Mass General researchers find ketamine may reduce suicidal thoughts in depressed patients

Repeated low doses of the anesthetic ketamine may quickly reduce suicidal thoughts in depressed patients, according to a new study by researchers at Mass General Hospital.

Ketamine, first approved as an anesthetic by the FDA in 1970, became a popular hallucinogenic club drug before a 2006 study linked its use to rapidly reducing symptoms of depression, according to NPR.

The new study, published Tuesday in the Journal of Clinical Psychiatry, found intravenous doses of the drug, also known as Special K, reduced, and eliminated for some, suicidal thoughts in patients with treatment-resistant depression.

Dr.
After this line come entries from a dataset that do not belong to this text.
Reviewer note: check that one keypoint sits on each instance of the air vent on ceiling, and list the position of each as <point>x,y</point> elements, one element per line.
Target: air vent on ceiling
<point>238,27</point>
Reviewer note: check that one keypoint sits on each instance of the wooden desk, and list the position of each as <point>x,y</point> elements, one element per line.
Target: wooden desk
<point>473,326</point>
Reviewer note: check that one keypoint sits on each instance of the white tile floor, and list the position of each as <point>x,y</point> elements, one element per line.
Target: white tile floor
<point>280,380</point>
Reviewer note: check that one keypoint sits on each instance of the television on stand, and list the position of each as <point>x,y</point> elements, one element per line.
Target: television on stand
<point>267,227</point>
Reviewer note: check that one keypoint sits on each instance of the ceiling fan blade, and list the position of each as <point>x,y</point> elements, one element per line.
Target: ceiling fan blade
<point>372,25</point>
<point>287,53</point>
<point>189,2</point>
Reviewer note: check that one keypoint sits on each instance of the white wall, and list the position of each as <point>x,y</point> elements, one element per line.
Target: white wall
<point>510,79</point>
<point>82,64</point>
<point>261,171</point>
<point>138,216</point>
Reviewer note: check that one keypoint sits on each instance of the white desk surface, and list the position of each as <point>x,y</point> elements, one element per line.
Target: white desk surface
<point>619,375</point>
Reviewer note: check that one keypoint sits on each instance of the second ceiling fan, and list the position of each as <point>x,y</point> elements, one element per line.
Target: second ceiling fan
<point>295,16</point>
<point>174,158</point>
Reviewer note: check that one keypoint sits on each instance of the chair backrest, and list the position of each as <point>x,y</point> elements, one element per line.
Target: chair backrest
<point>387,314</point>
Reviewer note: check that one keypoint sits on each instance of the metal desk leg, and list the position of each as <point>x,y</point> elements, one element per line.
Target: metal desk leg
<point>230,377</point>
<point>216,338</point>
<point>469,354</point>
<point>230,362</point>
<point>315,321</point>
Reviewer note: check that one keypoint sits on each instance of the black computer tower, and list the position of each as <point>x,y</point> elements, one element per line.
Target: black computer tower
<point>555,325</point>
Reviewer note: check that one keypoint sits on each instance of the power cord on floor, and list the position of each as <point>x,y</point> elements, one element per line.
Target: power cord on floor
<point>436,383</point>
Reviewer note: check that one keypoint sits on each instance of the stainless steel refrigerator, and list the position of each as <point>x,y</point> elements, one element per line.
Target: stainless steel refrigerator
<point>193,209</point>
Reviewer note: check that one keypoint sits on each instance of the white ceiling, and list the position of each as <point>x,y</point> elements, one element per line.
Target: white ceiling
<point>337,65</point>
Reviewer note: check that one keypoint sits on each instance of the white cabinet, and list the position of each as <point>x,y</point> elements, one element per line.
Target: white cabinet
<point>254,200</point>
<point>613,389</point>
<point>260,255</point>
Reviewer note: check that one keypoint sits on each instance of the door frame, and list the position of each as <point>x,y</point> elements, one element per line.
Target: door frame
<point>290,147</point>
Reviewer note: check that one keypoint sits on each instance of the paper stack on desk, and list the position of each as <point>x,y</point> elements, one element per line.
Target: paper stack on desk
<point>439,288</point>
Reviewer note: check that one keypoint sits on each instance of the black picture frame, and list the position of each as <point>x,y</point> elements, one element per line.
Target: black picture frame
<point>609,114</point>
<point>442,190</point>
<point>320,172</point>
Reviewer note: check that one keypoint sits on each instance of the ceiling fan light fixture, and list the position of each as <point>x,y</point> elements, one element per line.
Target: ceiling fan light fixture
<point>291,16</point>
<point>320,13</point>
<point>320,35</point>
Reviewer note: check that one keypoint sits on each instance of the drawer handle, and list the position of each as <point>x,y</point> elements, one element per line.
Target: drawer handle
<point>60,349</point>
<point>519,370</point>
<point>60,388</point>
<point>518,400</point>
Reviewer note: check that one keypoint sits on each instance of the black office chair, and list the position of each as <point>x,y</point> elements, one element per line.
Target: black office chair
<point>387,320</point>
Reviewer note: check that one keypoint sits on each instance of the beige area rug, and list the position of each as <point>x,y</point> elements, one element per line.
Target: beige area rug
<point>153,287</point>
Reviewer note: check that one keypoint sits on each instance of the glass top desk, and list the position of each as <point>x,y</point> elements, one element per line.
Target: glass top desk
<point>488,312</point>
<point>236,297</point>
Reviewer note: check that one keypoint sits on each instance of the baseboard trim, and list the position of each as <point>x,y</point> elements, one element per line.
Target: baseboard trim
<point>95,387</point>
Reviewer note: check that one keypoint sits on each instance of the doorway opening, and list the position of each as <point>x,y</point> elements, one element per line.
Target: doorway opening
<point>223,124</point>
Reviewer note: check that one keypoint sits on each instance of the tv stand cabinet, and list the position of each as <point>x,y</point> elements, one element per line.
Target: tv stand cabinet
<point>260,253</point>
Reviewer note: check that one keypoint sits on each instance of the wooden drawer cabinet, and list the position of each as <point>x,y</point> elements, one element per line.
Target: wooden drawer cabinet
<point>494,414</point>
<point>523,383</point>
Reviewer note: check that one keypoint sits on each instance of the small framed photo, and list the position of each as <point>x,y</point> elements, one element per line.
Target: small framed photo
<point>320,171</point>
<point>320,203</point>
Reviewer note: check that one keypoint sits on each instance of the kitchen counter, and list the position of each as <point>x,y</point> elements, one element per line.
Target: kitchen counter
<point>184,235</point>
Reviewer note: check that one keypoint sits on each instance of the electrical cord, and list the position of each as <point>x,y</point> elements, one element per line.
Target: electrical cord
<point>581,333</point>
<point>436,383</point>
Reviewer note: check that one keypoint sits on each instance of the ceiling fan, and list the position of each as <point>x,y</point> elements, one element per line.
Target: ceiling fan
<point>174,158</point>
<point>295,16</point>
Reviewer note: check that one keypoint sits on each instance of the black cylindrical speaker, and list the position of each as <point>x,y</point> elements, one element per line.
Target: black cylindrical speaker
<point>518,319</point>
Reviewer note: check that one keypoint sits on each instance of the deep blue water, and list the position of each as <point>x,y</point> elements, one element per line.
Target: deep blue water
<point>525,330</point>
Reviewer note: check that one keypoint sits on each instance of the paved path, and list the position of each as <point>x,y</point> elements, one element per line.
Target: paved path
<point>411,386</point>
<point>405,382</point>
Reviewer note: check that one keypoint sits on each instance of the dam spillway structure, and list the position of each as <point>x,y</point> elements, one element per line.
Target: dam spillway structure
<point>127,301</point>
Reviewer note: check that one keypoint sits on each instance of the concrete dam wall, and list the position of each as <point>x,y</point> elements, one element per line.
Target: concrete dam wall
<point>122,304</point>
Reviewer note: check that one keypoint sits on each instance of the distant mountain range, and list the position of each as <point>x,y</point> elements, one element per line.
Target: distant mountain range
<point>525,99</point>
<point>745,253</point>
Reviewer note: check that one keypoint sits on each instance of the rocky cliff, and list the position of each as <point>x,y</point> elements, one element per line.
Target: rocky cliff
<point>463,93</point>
Dawn Ionescu, lead author of the study, professor of psychiatry at Harvard Medical School, and part of the Depression Clinical Research Program at MGH, said in a statement that while previous studies have shown ketamine can reduce symptoms of depression quickly, many have not included patients currently experiencing suicidal thinking.


Participants in the MGH study all had been experiencing suicidal thoughts for at least the previous three months.

“We only studied intravenous ketamine, but this result opens the possibility for studying oral and intranasal doses, which may ease administration for patients in suicidal crises,” she said.

Ionescu said one limitation to the study was that the patients knew they were receiving ketamine, though she and her colleagues are now working on a placebo-controlled study.

“Looking towards the future, studies that aim to understand the mechanism by which ketamine and its metabolites work for people with suicidal thinking and depression may help us discover areas of the brain to target with new, even better therapeutic drugs,” she said.